Later the Fiat 500 Giardiniera came out –this station wagon was longer and had four full-fledged seats as well as a substantial boot. The car also stood out for a unique technical solution: the engine was laid on its side, giving the car a flat and low loading surface. The Giardiniera was a very suitable alternative for those who found the standard 500 to be too small. In 17 years of production, nearly half a million of these estate cars were built, and it was the Giardiniera that later had the honour of ending the 500 dynasty – it was produced for another two years after the standard car was taken out of production.
The Nuova 500 Sport version was introduced for those who wanted to fly faster. The Sport had a 21.5-hp engine and could reach a top speed of 105 km/h, so compared with the standard version, it gave drivers quite a bit of adrenaline, while also doing some good advertising in improving the 500's image. A bit later, the Abarth 595, a bona fide sports car based on the Fiat 500, came out of the Abarth studio.
This was followed by different modernisations of the model, the most significant of which took place in 1965. The updated 500 F that came out that year was quite a bit different from the 1957 Nuova. The design changed a bit, with the car getting "normal" doors to replace the previous "suicide doors", and it also received a more powerful 499 cm318-hp engine. Three years later, an even more luxurious version came out – the 500 L or Lusso, but times were changing and the Fiat 500 era was coming to an end.
As the 1970s rolled in, cute, chubby design was no longer in fashion, so Fiat launched the 500's successor – the Fiat 126 – in 1972. The Fiat 500 was produced alongside the Fiat 126 until 1975, and including the more luxurious Autobianchi and Abarth sports versions, over four millions of these wonderful cars were produced – a figure that even now demands respect. Despite all of Fiat's efforts, the 126 that replaced the 500 never reached the popularity of its predecessor – that is, except for one country. Produced in Poland as the Polski Fiat 126p, this became one of Poland's most popular cars of all time – a true symbol of Polish automobilism.

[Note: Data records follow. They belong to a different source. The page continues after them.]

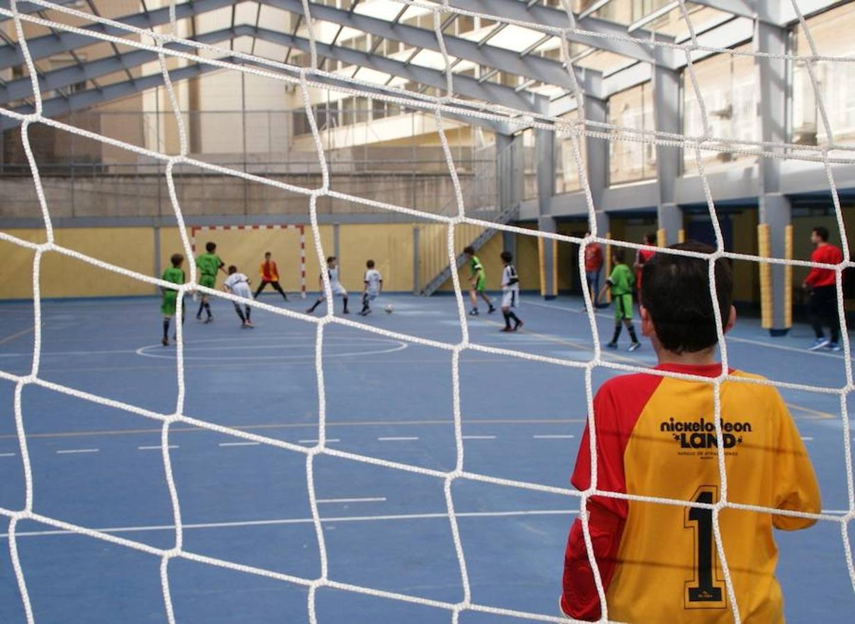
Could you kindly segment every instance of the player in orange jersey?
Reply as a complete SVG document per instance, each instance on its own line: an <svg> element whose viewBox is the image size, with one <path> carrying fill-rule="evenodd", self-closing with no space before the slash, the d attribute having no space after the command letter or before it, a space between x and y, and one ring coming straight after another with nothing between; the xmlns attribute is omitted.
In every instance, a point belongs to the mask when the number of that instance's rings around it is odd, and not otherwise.
<svg viewBox="0 0 855 624"><path fill-rule="evenodd" d="M689 242L672 249L711 253ZM641 327L658 357L658 371L720 375L708 262L657 253L644 267ZM716 268L722 329L736 315L727 261ZM816 514L817 479L777 390L747 383L737 370L720 386L722 444L728 502ZM722 484L711 383L641 373L616 377L597 392L596 487L644 497L715 504ZM591 486L590 432L582 436L571 481ZM730 622L732 605L714 538L711 509L593 496L588 499L593 555L610 620L628 622ZM811 518L724 509L718 514L734 594L744 622L783 622L775 578L772 528L806 528ZM570 529L562 610L581 620L600 617L581 521Z"/></svg>
<svg viewBox="0 0 855 624"><path fill-rule="evenodd" d="M282 286L279 285L279 268L276 266L276 262L273 260L273 255L269 251L264 254L264 262L258 268L258 274L261 275L262 281L256 290L256 294L253 296L254 298L257 299L258 295L262 294L262 291L264 290L264 286L269 284L286 301L288 300L288 296L285 294Z"/></svg>

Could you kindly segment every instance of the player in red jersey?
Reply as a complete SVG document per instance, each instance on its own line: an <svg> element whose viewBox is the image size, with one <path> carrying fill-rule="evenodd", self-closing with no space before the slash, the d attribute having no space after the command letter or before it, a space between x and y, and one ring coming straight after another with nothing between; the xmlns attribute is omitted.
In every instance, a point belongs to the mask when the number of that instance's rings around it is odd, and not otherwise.
<svg viewBox="0 0 855 624"><path fill-rule="evenodd" d="M644 235L641 239L644 244L656 244L656 233L648 232ZM641 301L641 297L639 293L641 292L641 280L644 279L642 275L642 270L644 269L644 265L647 263L647 261L653 257L653 254L656 251L653 250L640 249L635 252L635 262L633 262L633 268L635 269L635 300L638 302Z"/></svg>
<svg viewBox="0 0 855 624"><path fill-rule="evenodd" d="M699 243L672 249L711 253ZM658 371L707 377L722 373L708 262L657 253L645 265L641 327ZM728 262L716 262L723 331L736 313ZM777 390L728 371L720 386L728 502L816 514L819 489L799 432ZM732 378L741 378L741 380ZM596 487L600 492L715 504L722 484L711 382L642 373L616 377L593 402ZM591 433L586 428L571 481L591 486ZM628 622L730 622L732 605L714 538L712 509L593 496L588 526L610 620ZM815 521L726 508L722 543L744 622L783 622L775 578L772 528L795 530ZM562 610L596 620L601 604L581 521L570 529Z"/></svg>
<svg viewBox="0 0 855 624"><path fill-rule="evenodd" d="M843 262L843 252L828 242L828 230L823 226L814 227L811 232L811 242L816 249L811 253L811 262L839 264ZM830 268L814 267L805 278L802 287L811 290L811 325L817 334L817 339L811 345L811 350L830 349L840 350L840 317L837 315L837 286L834 271ZM831 327L830 339L825 337L823 325Z"/></svg>

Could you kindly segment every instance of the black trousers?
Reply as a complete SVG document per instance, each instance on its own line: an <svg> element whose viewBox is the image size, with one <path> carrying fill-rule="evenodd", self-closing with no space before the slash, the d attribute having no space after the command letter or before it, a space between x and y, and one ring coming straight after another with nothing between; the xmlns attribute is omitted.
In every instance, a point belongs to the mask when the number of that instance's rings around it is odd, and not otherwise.
<svg viewBox="0 0 855 624"><path fill-rule="evenodd" d="M276 291L279 294L280 294L282 297L284 297L286 299L288 298L288 296L285 294L285 291L282 290L282 286L279 285L278 281L268 282L267 280L262 280L262 283L258 285L258 289L256 291L256 294L254 295L256 298L258 298L258 295L261 294L261 291L264 290L265 286L267 286L268 284L272 286L273 289Z"/></svg>
<svg viewBox="0 0 855 624"><path fill-rule="evenodd" d="M811 325L817 338L823 338L824 326L831 327L831 342L840 337L840 317L837 315L837 287L818 286L811 291Z"/></svg>

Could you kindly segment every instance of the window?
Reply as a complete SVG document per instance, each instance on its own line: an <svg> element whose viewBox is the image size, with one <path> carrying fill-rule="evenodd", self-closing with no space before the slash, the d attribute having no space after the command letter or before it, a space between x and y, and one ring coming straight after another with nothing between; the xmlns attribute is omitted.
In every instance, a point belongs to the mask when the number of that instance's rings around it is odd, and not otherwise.
<svg viewBox="0 0 855 624"><path fill-rule="evenodd" d="M609 182L622 184L656 177L656 144L642 132L655 130L653 88L646 82L609 98L609 123L619 127L609 142Z"/></svg>
<svg viewBox="0 0 855 624"><path fill-rule="evenodd" d="M751 44L735 49L740 52L751 51ZM734 56L718 54L695 63L695 76L706 108L710 133L722 138L739 138L754 140L758 135L756 103L756 72L752 56ZM683 132L697 137L704 132L704 120L700 104L692 85L692 79L686 72L682 77L683 90ZM754 156L734 154L727 145L719 151L705 150L701 152L705 168L720 167L737 161L750 162ZM687 172L697 171L695 152L683 152L683 167Z"/></svg>
<svg viewBox="0 0 855 624"><path fill-rule="evenodd" d="M850 34L855 29L855 6L845 4L811 17L807 26L820 56L849 56L855 53L855 42ZM793 53L800 56L811 54L801 26L793 29ZM819 115L807 65L797 60L793 64L792 141L806 145L855 143L855 67L851 62L820 61L814 63L813 69L834 137L828 136Z"/></svg>

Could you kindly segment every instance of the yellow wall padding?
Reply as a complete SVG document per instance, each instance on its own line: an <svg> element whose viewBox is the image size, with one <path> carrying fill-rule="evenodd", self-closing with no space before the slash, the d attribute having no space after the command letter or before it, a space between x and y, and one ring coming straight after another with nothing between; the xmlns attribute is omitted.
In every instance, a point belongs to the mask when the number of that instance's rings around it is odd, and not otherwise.
<svg viewBox="0 0 855 624"><path fill-rule="evenodd" d="M793 259L793 225L784 228L784 257ZM793 327L793 265L784 265L784 327Z"/></svg>
<svg viewBox="0 0 855 624"><path fill-rule="evenodd" d="M27 240L44 240L42 230L8 230ZM74 227L54 231L57 244L110 264L150 275L154 268L154 234L150 227ZM32 298L31 250L3 243L4 268L11 277L0 280L0 298ZM110 297L151 295L155 286L81 260L49 251L42 256L41 295L53 297Z"/></svg>
<svg viewBox="0 0 855 624"><path fill-rule="evenodd" d="M769 224L761 223L757 227L758 256L770 256ZM760 309L764 329L772 328L772 265L760 262Z"/></svg>
<svg viewBox="0 0 855 624"><path fill-rule="evenodd" d="M544 297L558 294L558 245L555 238L542 238L538 237L538 258L540 262L540 294ZM552 274L551 279L546 279L546 262L545 255L547 250L552 254Z"/></svg>

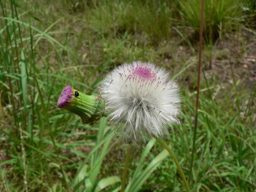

The impact of the Fiat 500 is more than obvious. In 1950, there were barely six cars per 1,000 inhabitants in Italy; one decade late, there were already 32, and after another two decades the Italians – with 330 cars per 1,000 inhabitants – were up there among the most motorised countries in Europe. The Fiat Nuova 500 – which was never imported into the United States – even made an appearance in a Pixar Animation Studios film as Luigi. And it is uncertain if the new Fiat 500 that came out in 2007 would have been so successful if it wasn't for its genes. A lot of polls have been conducted where the public has voted for the most important and influential car of the 20th century, and the Fiat 500 was always among the main contenders. And for Italians, it will always be #1.